不整脈のタイプに合わせて、以下のような処方を検討します。

  • 炙甘草湯(しゃかんぞうとう): 心臓の気やエネルギーを補います。脈が飛ぶ、ゆっくり打つといったタイプに適しており、咳を鎮める働きもあります。
  • 葛根黄連黄芩湯(かっこんおうれんおうごんとう): 体内に熱がこもり、心拍数が速いタイプに。

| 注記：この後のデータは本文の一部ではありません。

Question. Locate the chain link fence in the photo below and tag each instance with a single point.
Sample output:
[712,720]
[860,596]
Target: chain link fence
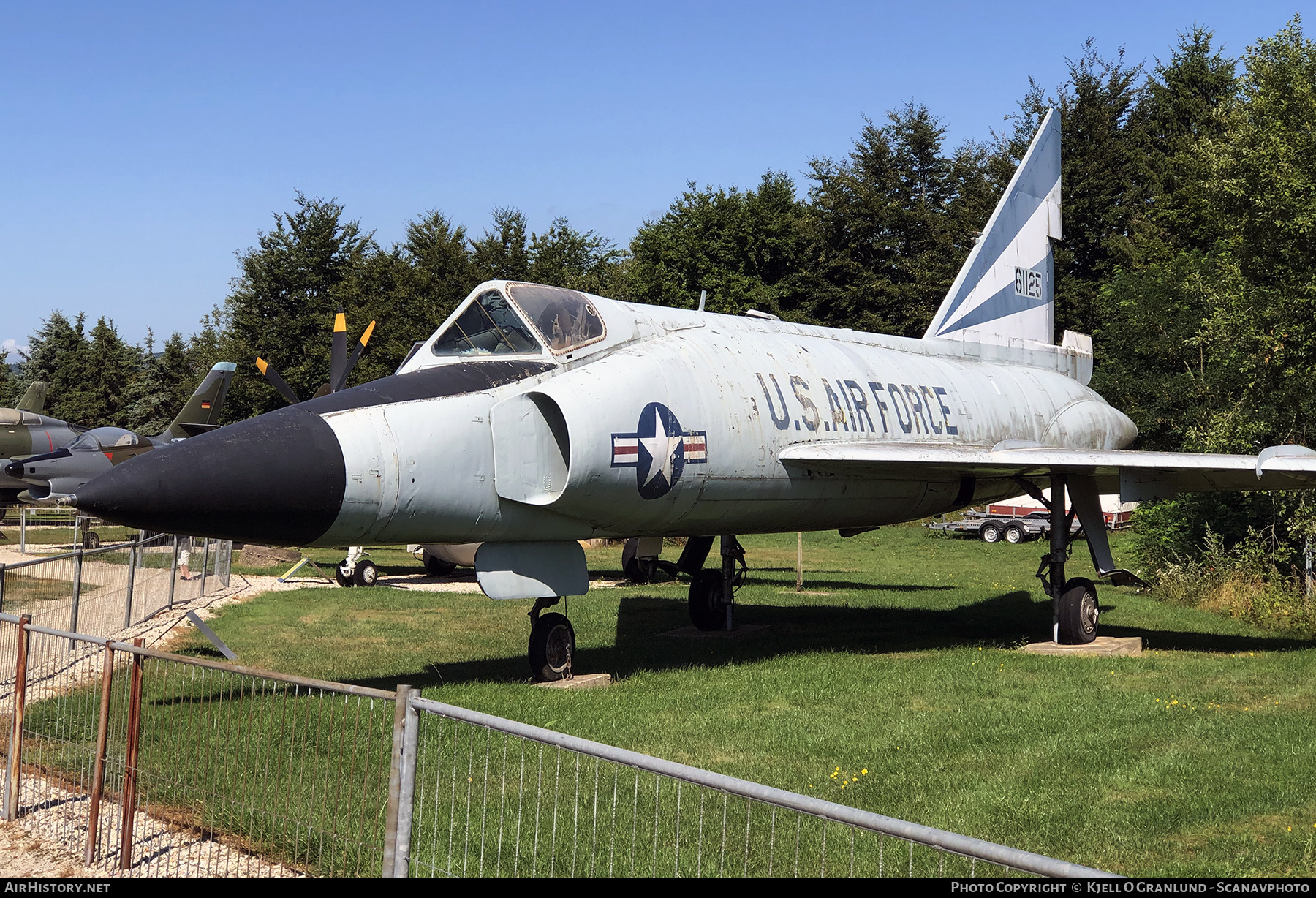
[99,592]
[156,764]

高血圧や首筋のこりを伴う場合にも用いられます。
  • 冠心2号方(かんしんにごうほう): 血の巡りを改善する代表的な処方です。
  • 牛黄(ごおう)や繊素(せんそ)を含む製剤: 速攻性が期待でき、不整脈による不安で眠れない時などの備えとして役立ちます。

日常生活でのケア

心臓は自律神経の影響を強く受けます。普段の生活では、自律神経のバランスを整えることが大切です。また、糖尿病などの基礎疾患がある方は、血糖値の管理も心臓のリスクを減らす上で非常に重要です。

不整脈は「治らないもの」と諦めず、早めに漢方で体質改善を試みることで、より良い状態を目指すことができます。